No mention of stoning/Rajm or capital punishment for adultery is found in the Qur'an, which (in Surah an-Nur) prescribes lashing as punishment for premarital and extramarital sex (zina). For this reason some minority Muslim sects such as Kharijites found in Iraq, and Islamic Modernists such as the Quranists disagree with the legality of rajm.
However, stoning is mentioned in multiple hadiths (reports claiming to quote what the prophet Muhammad said verbatim on various matters, which most Muslims and Islamic scholars consider an authoritative source second only to Quran as a source of religious law) and therefore most Muslim and all Sunni and Shia schools of jurisprudence accept it as a prescribed punishment for adultery. Based on some contradict ayats such as at K.4:25 and K.24:2 some argue this ruling is likely an error. However, it is generally believed that not all rulings of Shariah are to be found in Quran. The Sunnah is considered as complementary which is used to derive some rulings not mentioned in the Quran in many respects. Therefore, majority of Muslim religious scholars both in past and at present times consider strength of textual evidences from Sunnah brought in various Hadith books as enough of proof for authenticity of this ruling.

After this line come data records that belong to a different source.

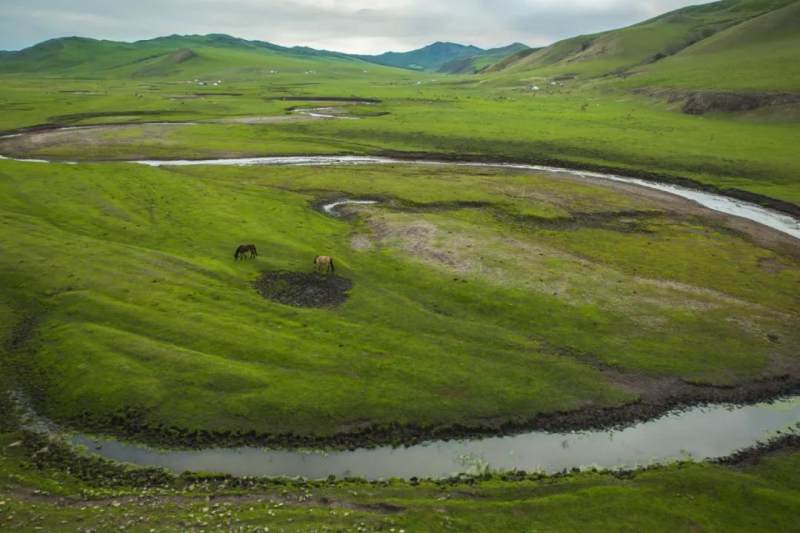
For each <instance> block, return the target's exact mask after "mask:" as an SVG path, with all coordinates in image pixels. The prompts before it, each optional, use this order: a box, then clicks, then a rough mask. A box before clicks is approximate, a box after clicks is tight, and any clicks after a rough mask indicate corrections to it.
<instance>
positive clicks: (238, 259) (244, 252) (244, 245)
mask: <svg viewBox="0 0 800 533" xmlns="http://www.w3.org/2000/svg"><path fill="white" fill-rule="evenodd" d="M248 254H250V255H249V256H248ZM257 255H258V250H256V245H255V244H240V245H239V247H238V248H237V249H236V251H235V252H234V254H233V259H234V260H236V261H238V260H239V259H247V258H248V257H250V259H253V258H254V257H256V256H257Z"/></svg>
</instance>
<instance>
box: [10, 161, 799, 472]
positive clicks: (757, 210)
mask: <svg viewBox="0 0 800 533" xmlns="http://www.w3.org/2000/svg"><path fill="white" fill-rule="evenodd" d="M0 158H1V159H8V158H5V157H2V156H0ZM20 161H28V162H37V163H46V162H48V161H46V160H41V159H27V160H25V159H22V160H20ZM131 163H139V164H144V165H149V166H156V167H159V166H170V165H175V166H185V165H234V166H249V165H305V166H320V165H376V164H416V165H456V166H473V167H476V166H477V167H492V168H513V169H520V170H531V171H537V172H544V173H554V174H558V173H566V174H569V175H572V176H578V177H585V178H594V179H606V180H612V181H617V182H622V183H629V184H633V185H637V186H640V187H646V188H650V189H656V190H660V191H664V192H667V193H670V194H674V195H677V196H680V197H683V198H686V199H688V200H691V201H694V202H696V203H698V204H700V205H702V206H704V207H707V208H709V209H712V210H714V211H718V212H721V213H725V214H729V215H733V216H738V217H741V218H745V219H748V220H752V221H754V222H757V223H759V224H763V225H765V226H768V227H770V228H773V229H775V230H777V231H780V232H783V233H786V234H788V235H791V236H792V237H794V238H798V239H800V221H798V220H796V219H794V218H793V217H791V216H789V215H785V214H783V213H779V212H776V211H773V210H770V209H767V208H764V207H761V206H758V205H756V204H752V203H749V202H744V201H740V200H736V199H732V198H729V197H726V196H722V195H719V194H714V193H710V192H705V191H699V190H695V189H690V188H686V187H680V186H677V185H670V184H664V183H658V182H652V181H646V180H642V179H638V178H630V177H625V176H618V175H613V174H603V173H598V172H587V171H579V170H571V169H565V168H557V167H547V166H540V165H520V164H501V163H496V164H491V163H472V162H433V161H410V160H400V159H393V158H387V157H368V156H296V157H256V158H239V159H210V160H178V161H158V160H144V161H131ZM73 164H74V163H73ZM347 203H359V204H369V203H375V202H373V201H371V200H339V201H336V202H332V203H330V204H327V205H325V206H323V210H325V211H326V212H328V213H330V214H335V210H336V208H337V207H339V206H341V205H344V204H347ZM798 425H800V397H793V398H790V399H784V400H781V401H777V402H773V403H761V404H756V405H748V406H729V405H713V406H700V407H695V408H691V409H687V410H683V411H679V412H673V413H670V414H667V415H665V416H663V417H661V418H658V419H655V420H651V421H648V422H644V423H640V424H637V425H634V426H631V427H628V428H624V429H616V430H609V431H584V432H572V433H545V432H540V431H534V432H528V433H524V434H520V435H514V436H507V437H488V438H480V439H471V440H459V441H434V442H429V443H424V444H419V445H415V446H410V447H403V448H391V447H379V448H372V449H359V450H353V451H330V452H326V451H319V450H317V451H297V450H265V449H261V448H248V447H244V448H216V449H205V450H154V449H151V448H148V447H146V446H142V445H137V444H132V443H125V442H120V441H116V440H113V439H105V438H95V437H91V436H87V435H74V436H72V437H70V440H71V441H72V442H73V443H74V444H78V445H83V446H86V447H87V448H88V449H89V450H90V451H91V452H92V453H96V454H99V455H102V456H103V457H106V458H109V459H115V460H119V461H124V462H130V463H134V464H138V465H146V466H162V467H165V468H168V469H170V470H174V471H176V472H183V471H213V472H221V473H228V474H232V475H239V476H244V475H247V476H289V477H295V476H300V477H306V478H325V477H328V476H329V475H335V476H337V477H344V476H357V477H363V478H366V479H385V478H390V477H397V478H406V479H407V478H411V477H419V478H441V477H447V476H450V475H453V474H458V473H477V472H481V471H484V470H486V469H489V470H500V471H502V470H513V469H518V470H525V471H542V472H545V473H553V472H559V471H562V470H564V469H572V468H587V467H598V468H608V469H615V468H634V467H637V466H644V465H650V464H660V463H667V462H672V461H676V460H681V459H687V460H705V459H712V458H717V457H724V456H727V455H730V454H731V453H733V452H735V451H736V450H739V449H742V448H747V447H750V446H753V445H755V444H757V443H758V442H764V441H765V440H768V439H769V438H772V437H774V436H776V435H778V434H779V433H780V432H786V431H797V428H798Z"/></svg>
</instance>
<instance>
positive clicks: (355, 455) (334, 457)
mask: <svg viewBox="0 0 800 533" xmlns="http://www.w3.org/2000/svg"><path fill="white" fill-rule="evenodd" d="M798 424H800V397H793V398H790V399H785V400H781V401H777V402H774V403H771V404H770V403H761V404H755V405H748V406H729V405H713V406H705V407H694V408H691V409H687V410H683V411H676V412H673V413H670V414H667V415H665V416H663V417H661V418H658V419H655V420H650V421H648V422H644V423H640V424H637V425H635V426H631V427H627V428H624V429H616V430H608V431H581V432H571V433H546V432H542V431H532V432H528V433H523V434H520V435H513V436H507V437H487V438H480V439H470V440H454V441H433V442H428V443H424V444H419V445H415V446H409V447H402V448H392V447H389V446H384V447H380V448H371V449H358V450H352V451H329V452H326V451H319V450H309V451H297V450H267V449H262V448H256V447H242V448H212V449H204V450H156V449H151V448H148V447H146V446H142V445H137V444H130V443H124V442H120V441H117V440H113V439H104V438H93V437H89V436H86V435H76V436H73V437H71V441H72V442H73V443H74V444H78V445H82V446H86V447H87V448H88V449H89V450H90V451H91V452H92V453H96V454H99V455H101V456H103V457H106V458H109V459H114V460H117V461H123V462H128V463H133V464H137V465H143V466H160V467H164V468H167V469H169V470H173V471H175V472H185V471H195V472H196V471H207V472H221V473H226V474H231V475H235V476H286V477H304V478H309V479H322V478H326V477H328V476H329V475H334V476H337V477H340V478H341V477H346V476H354V477H363V478H365V479H370V480H375V479H388V478H392V477H396V478H401V479H409V478H411V477H417V478H442V477H448V476H452V475H454V474H459V473H470V474H476V473H481V472H483V471H486V470H491V471H508V470H524V471H527V472H534V471H540V472H544V473H555V472H560V471H562V470H564V469H572V468H588V467H597V468H603V469H620V468H635V467H639V466H647V465H653V464H663V463H669V462H674V461H677V460H695V461H701V460H705V459H712V458H718V457H724V456H727V455H730V454H731V453H733V452H735V451H737V450H739V449H742V448H747V447H750V446H753V445H754V444H756V443H758V442H763V441H766V440H768V439H770V438H772V437H774V436H776V435H778V434H779V432H784V433H785V432H789V431H797V428H798Z"/></svg>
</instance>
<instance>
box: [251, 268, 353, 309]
mask: <svg viewBox="0 0 800 533" xmlns="http://www.w3.org/2000/svg"><path fill="white" fill-rule="evenodd" d="M253 286H254V287H255V289H256V290H257V291H258V293H259V294H261V296H263V297H264V298H266V299H268V300H272V301H274V302H278V303H282V304H285V305H293V306H295V307H335V306H337V305H340V304H342V303H344V302H345V301H346V300H347V298H348V296H349V294H348V292H349V291H350V289H352V288H353V282H352V281H351V280H349V279H347V278H343V277H341V276H336V275H325V274H318V273H306V272H292V271H288V270H270V271H267V272H264V273H263V274H262V275H261V277H260V278H259V279H258V280H256V281H255V282H254V283H253Z"/></svg>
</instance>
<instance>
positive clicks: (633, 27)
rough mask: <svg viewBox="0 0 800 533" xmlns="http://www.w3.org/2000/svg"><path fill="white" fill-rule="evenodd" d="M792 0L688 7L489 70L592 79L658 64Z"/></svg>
mask: <svg viewBox="0 0 800 533" xmlns="http://www.w3.org/2000/svg"><path fill="white" fill-rule="evenodd" d="M793 1H794V0H723V1H721V2H714V3H712V4H705V5H700V6H690V7H687V8H683V9H679V10H677V11H673V12H670V13H667V14H664V15H661V16H659V17H656V18H653V19H650V20H647V21H644V22H642V23H639V24H635V25H633V26H629V27H627V28H623V29H619V30H613V31H608V32H604V33H598V34H594V35H583V36H578V37H573V38H571V39H566V40H564V41H560V42H558V43H556V44H554V45H552V46H550V47H547V48H544V49H542V50H540V51H538V52H535V53H532V54H528V55H524V56H522V57H520V58H519V59H518V60H516V61H513V62H511V63H508V64H500V65H497V66H496V68H494V69H491V70H493V71H495V72H501V73H505V74H510V73H514V74H520V73H527V74H538V75H541V76H558V75H562V76H564V75H570V76H575V77H577V78H591V77H598V76H606V75H609V74H621V73H623V72H626V71H628V70H630V69H632V68H634V67H638V66H640V65H643V64H648V63H659V62H661V61H663V60H664V59H665V58H668V57H670V56H673V55H675V54H679V53H680V52H681V51H682V50H684V49H686V48H688V47H690V46H691V45H693V44H695V43H698V42H702V41H704V40H705V39H708V38H710V37H712V36H713V35H715V34H717V33H719V32H721V31H724V30H726V29H727V28H730V27H732V26H735V25H737V24H740V23H742V22H745V21H747V20H749V19H752V18H754V17H758V16H760V15H763V14H764V13H768V12H770V11H773V10H775V9H780V8H782V7H785V6H787V5H788V4H790V3H792V2H793Z"/></svg>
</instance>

At least a couple of sources (Sadakat Kadri, Max Rodenbeck) have noted that while popular in the abstract, rajm has been infrequently applied in Islamic history. Stonings were recorded just once in all the history of Ottoman Empire, and not at all in Syria during Muslim rule;) Techniques used to "minimize the possibility" that the pregnancy of a single woman would be considered evidence of zina and make justice more merciful, included "fantastic presumptions" about the length of the human gestation period. Classical Hanafite jurists ruling that rather than nine months, it could last for up to two years, Shafi'ites four, and Malikites as long as five years.Rashidun Caliph Umar once acquitted a pregnant single mother on the grounds that she was a "heavy sleeper" who had had "intercourse without realizing it".